In England, while the overall change in the gender gap in the two fifths of neighbourhoods where participation is highest was 1.6 percentage points between 2010 and 2012, the overall change in the gender gap in the two fifths of neighbourhoods where participation is lowest was greater, at 2.3 percentage points. Between 2009 and 2010, male and female acceptances rose.
Although the decline in overall male participation in the most advantaged neighbourhoods was even larger, 20,000 more boys go to university each year from the two top fifth neighbourhoods than from the two bottom fifth neighbourhoods.
Will Hutton, chair of the Independent Commission on Fees, said:
"The report shows that the first year of fees produced a worrying widening in the university gender gap. In working class areas, there has been a decline over two years in the number of boys accepted for university, while the number of girls accepted has risen.
"This is particularly worrying, because women are already a third more likely to go to university than men, and the danger is that the higher fees may be having a disproportionate impact on men, who are already under-represented at university.
"The Government, universities and schools should consider whether specific measures are necessary to address their concerns.”
Total acceptances to UK universities fell from 431,000 in 2011 to 407,391 in 2012 - a drop of 23,844 or by 5.5 percent, making UK acceptances the lowest since 2008. The numbers were also 4.1 percent down on 2010.
The new report also highlights a worrying widening in the participation gap at the UK’s 13 best universities, a group identified by the Sutton Trust on the basis of league table performance. The group includes Oxford and Cambridge.
Acceptances to the top 13 rose in 2012, in contrast with the decline elsewhere, but admissions from England’s lowest participation neighbourhoods to these 13 universities fell by 0.1 percent while it rose among those from all other neighbourhood groups.

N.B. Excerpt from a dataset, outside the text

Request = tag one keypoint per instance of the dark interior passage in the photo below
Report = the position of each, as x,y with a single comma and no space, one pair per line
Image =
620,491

Acceptances in the most advantaged neighbourhoods rose by 4.7 percent.
Students from the richest fifth of neighbourhoods are ten times more likely than those from the poorest fifth of neighbourhoods to go to one of the top 13 universities.
Will Hutton added: "While it is good that acceptances to the leading universities overall were up, it is worrying that the gap in acceptances to the best universities between those from the richest and poorest neighbourhoods, where those from advantaged areas are already ten times more likely to get to the best universities, has widened yet further."
Wednesday’s report also confirms earlier evidence that mature students (aged 20 and over) suffered the biggest drop in acceptances, with 7.6 percent fewer acceptances in 2012 than in 2010, twice the 3.3 percent decline for younger students as a whole.